Avec le réchauffement climatique, l'enneigement diminue inexorablement en hiver. Pour les animaux qui changent de couleur pour passer inaperçus de leur prédateurs, la situation n'est pas anodine.

Le lièvre et le renard arctique, la perdrix des neiges, le lagopède alpin ont un point commun. Ils ont 2 garde-robes : Brune -grise  l'été, et blanche l'hiver.
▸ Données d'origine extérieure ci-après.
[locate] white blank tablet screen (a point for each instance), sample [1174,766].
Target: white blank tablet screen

Dans l'hémisphère Nord, au moins 21 espèces démarrent l'année avec un pelage blanc et en changent à l'arrivée du printemps quand la neige disparaît. C'est une adaptation à leur environnement qui les dote d'une technique de camouflage très efficace vis à vis de leur prédateur.  Sauf que la neige, elle tombe de moins en moins.... Avec une hausse moyenne de la température du globe comprise entre 1 et 4 ° d'ici 2100, les experts du climat  prévoient une baisse drastique partout dans le monde. 

Que va t-il se passer pour les animaux blancs ?  Leur survie est-elle en jeu ? C'est la question  que s'est posée l'équipe de Scott Mills de l'université du Montana qui depuis 10 ans travaille sur la couleur du pelage.  Les résultats sont publiés dans Science. 

S'adapter pour survivre

Déjà, de précédents travaux sur des lièvres leur avait appris que le passage à la couleur blanche arrivait à date fixe, à l'automne et dépend de la durée de lumière quotidienne. Sur un suivi de 3 ans, il est apparu qu'il  faut 40 jours pour passer du brun au blanc. Les années de fortes neiges, il faut  16 jours de plus pour passer du blanc au brun au printemps.   Autrement dit, la durée du pelage blanc est calquée sur les conditions climatiques. 

L'évolution a bien fait les choses

Il y a pourtant quelques exceptions. Des intrus... des lapins qui ne changent pas de couleur avec la saison.  Ils tranchent dans le décor évidemment. Bruns sur fond blanc ou blancs sur fond brun....Leur chance de survie diminue car ce sont des proies bien visibles, d'autant plus visibles qu'ils n'ont pas conscience de leur différence et qu'ils ne se cachent pas. On dirait qu'ils sont éclairés au projecteur !   

L'équipe de Scott Mills a établit la carte mondiale de la présence de ces intrus.. cette population de sang mêlé...  et  selon elle, c'est dans les zones de polymorphisme qu'est le salut des lapins!  Dans les zones côtières et méridionales, l'évolution pourrait donner un avantage aux lièvres les mieux adaptés à l'évolution du climat . En clair, ils perdraient leur jolie couleur blanche adaptée à la neige mais survivraient!   Pour Scott Mills, ardent défenseur de la lutte contre le réchauffement climatique, avoir identifié ces zones mixtes doit aider à la conservation de ces animaux sauvages. Permettre de réserver de grands territoires à ces espèces pour qu'il reste suffisamment d'individus et que les populations soient interconnectées.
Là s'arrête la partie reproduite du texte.